Tuesday, April 24, 2012

Desert Week - Re: What the Race to the South Pole Can Teach You About How to Achieve Your Goals



I read another amazing article on Art of Manliness this morning, and couldn’t help but chime in.  This one looks at two competing treks to the South Pole taking place in 1910 - one ending in success, one ending in death - and learning from the contrasts between the two approaches.
There is one specific lesson I found particularly interesting.  The team winning the competition was focused on one thing - reaching the South Pole first.  The team that lost, had two goals.  They were attempting to reach the South Pole first, but also scientifically study the Antarctic environment.

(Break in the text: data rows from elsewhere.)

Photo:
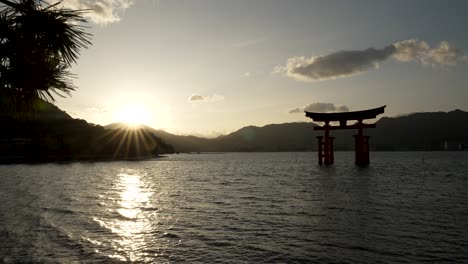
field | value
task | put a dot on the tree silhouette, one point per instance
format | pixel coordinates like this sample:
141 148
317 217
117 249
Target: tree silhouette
38 44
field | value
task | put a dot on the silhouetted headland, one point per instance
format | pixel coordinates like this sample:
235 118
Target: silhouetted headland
48 134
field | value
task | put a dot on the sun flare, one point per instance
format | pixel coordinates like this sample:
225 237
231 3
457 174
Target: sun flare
134 115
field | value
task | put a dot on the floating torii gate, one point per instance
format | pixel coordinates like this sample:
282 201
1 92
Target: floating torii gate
325 144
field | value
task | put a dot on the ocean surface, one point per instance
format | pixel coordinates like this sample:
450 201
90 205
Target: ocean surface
406 207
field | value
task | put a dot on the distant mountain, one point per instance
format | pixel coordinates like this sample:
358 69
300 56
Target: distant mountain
417 131
48 134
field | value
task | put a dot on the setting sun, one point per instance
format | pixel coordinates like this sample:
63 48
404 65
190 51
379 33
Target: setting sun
134 115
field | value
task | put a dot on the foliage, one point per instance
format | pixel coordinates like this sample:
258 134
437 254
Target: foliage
38 44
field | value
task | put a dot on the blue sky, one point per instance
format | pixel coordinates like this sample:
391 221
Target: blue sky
211 67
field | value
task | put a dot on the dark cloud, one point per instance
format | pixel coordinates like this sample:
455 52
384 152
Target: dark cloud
348 63
321 108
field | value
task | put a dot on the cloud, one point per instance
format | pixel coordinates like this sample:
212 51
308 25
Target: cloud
347 63
196 98
247 43
321 108
100 11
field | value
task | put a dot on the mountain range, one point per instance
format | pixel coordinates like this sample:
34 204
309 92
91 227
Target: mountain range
417 131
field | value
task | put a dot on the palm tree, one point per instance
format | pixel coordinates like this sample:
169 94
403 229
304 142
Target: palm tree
38 44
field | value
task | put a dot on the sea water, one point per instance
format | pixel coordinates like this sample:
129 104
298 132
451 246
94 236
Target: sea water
406 207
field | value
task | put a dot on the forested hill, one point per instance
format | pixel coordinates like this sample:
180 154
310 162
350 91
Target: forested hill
49 134
418 131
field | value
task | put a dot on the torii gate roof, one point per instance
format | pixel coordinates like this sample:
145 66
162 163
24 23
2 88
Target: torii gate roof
342 116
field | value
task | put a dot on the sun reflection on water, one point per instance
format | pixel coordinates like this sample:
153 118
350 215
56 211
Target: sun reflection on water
130 225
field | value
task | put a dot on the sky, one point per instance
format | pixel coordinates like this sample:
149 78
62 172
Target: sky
212 67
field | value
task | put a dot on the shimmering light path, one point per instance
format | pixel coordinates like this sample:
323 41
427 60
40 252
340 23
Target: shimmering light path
252 207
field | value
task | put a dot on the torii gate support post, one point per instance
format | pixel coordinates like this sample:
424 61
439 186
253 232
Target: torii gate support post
361 146
320 149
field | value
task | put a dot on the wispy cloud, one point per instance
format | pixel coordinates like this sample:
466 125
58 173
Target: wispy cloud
320 108
351 62
196 98
247 43
100 11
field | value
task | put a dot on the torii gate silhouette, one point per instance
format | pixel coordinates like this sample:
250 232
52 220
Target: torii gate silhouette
325 144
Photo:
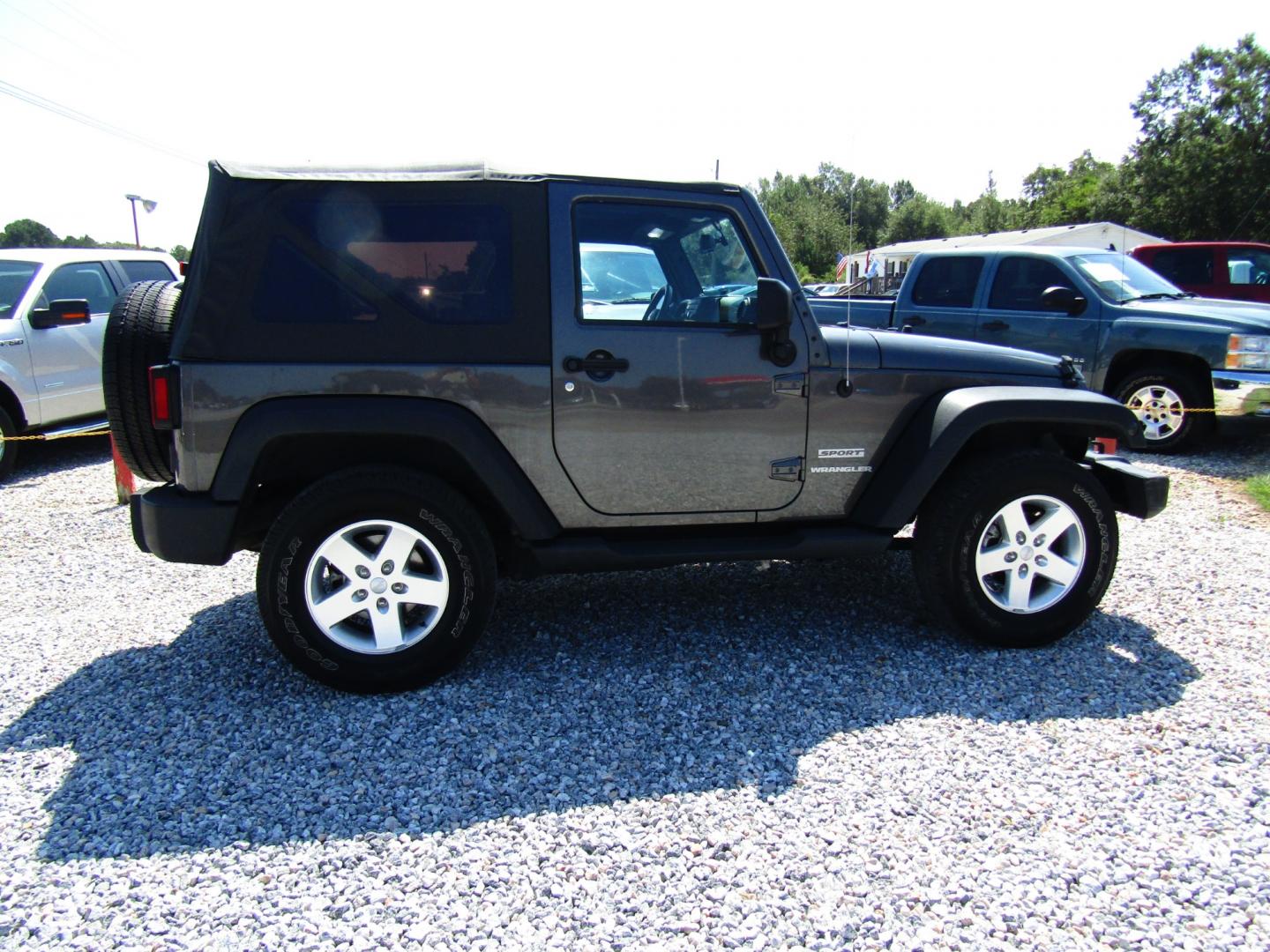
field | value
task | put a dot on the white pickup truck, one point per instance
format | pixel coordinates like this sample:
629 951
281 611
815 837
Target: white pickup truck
54 303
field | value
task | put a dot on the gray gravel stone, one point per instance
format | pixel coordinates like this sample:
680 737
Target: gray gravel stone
725 755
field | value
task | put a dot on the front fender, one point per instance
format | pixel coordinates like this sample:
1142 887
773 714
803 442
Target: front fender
949 421
16 372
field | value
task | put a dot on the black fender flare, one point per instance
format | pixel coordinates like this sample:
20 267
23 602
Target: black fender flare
943 427
389 418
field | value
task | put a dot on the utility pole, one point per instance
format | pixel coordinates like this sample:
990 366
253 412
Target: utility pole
145 204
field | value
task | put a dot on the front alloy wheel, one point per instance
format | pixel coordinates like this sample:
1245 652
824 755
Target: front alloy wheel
1030 554
1016 548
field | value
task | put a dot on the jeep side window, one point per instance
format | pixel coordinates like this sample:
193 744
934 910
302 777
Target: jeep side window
947 282
660 264
86 280
1021 280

The authors of the article point out a very important lesson.  If you want to be successful, focus on one goal.
I have ADD something awful.  My natural state is to focus on everything at once.  I wouldn’t trade who I am for the world.  Because of my lack of natural focus, I’ve experienced a lot of different things even at a very young age that most of my peers couldn’t even dream of.  I’ve learned a lot of different, cool stuff through my different educational experiences.  But, my efforts have been spread out a mile wide and an inch thick.
See, since I’m naturally going in a thousand different directions, I know that it isn’t very efficient.  I don’t get anything accomplished very quickly when I’m in that frantic state.  When I notice I'm venturing down that path, I have to consciously collect myself, and redirect all my efforts in one direction.  I repeat this process multiple times a day.
I know I’m not alone.  In America, corporations have spread the idea that people should “multitask” at all times, people have taken the bait hook-line-and-sinker.  To be honest, I think this idea is merely a desperate attempt to maximize profits.  It’s clearly a break between theory and real-life examination of how people actually accomplish goals.  If you spread out your efforts, you rarely get anywhere besides the desert of frustration.
I’m not the only one who’s saying this.  In The Total Money Makeover: A Proven Plan for Financial Fitness, Dave Ramsey creates an entire home economic approach around acute focus on “baby steps”.  He says that while his approach may not maximize the amount of money your money can make for you at any given time, it will get you out of debt, and will make you more money and peace in the long run.  It will get you somewhere positive, rather than causing you to spin your wheels.  He understands there is a point where theoretical efficiency does not match up with how real-life people behave.
“The secret of life is pursuing one thing,” says John Ortberg (quoting the movie City Slickers).  If we profess our love for Christ, we are to live with one focus in mind - intimacy with God.  When we live lives of duplicity, we both run to him and away from him with successive steps.  This eventually leads us to places of confusion.  It leads us to deserts, where we find ourselves hopelessly lost (Source: John Ortberg, The Life You’ve Always Wanted: Spiritual Disciplines for Ordinary People, p. 175).
As the man of your house, it is up to you to determine the direction of your family.  As I live on, I become more and more convinced of this truth.  Though my wife does belong in the kitchen, I am not a male chauvinist.  It just so happens she is a GREAT baker.  She's also very competent and smart.  She is a good leader, both socially and professionally.  I look up to her and need her in many ways.  Quite frankly, I’m a mess without her, as many men are without their better halves.  But when it comes to setting the direction of our family, it is up to me.  When I haven't made our family's spiritual growth a priority, we haven't grown, and vice versa.
So what is the focus going to be for your family?  My hope is that we, like Joshua, can say, “As for me and my house, we will serve the Lord”(Joshua 24:15, NIV).  For those who have multiple focuses are not focused at all.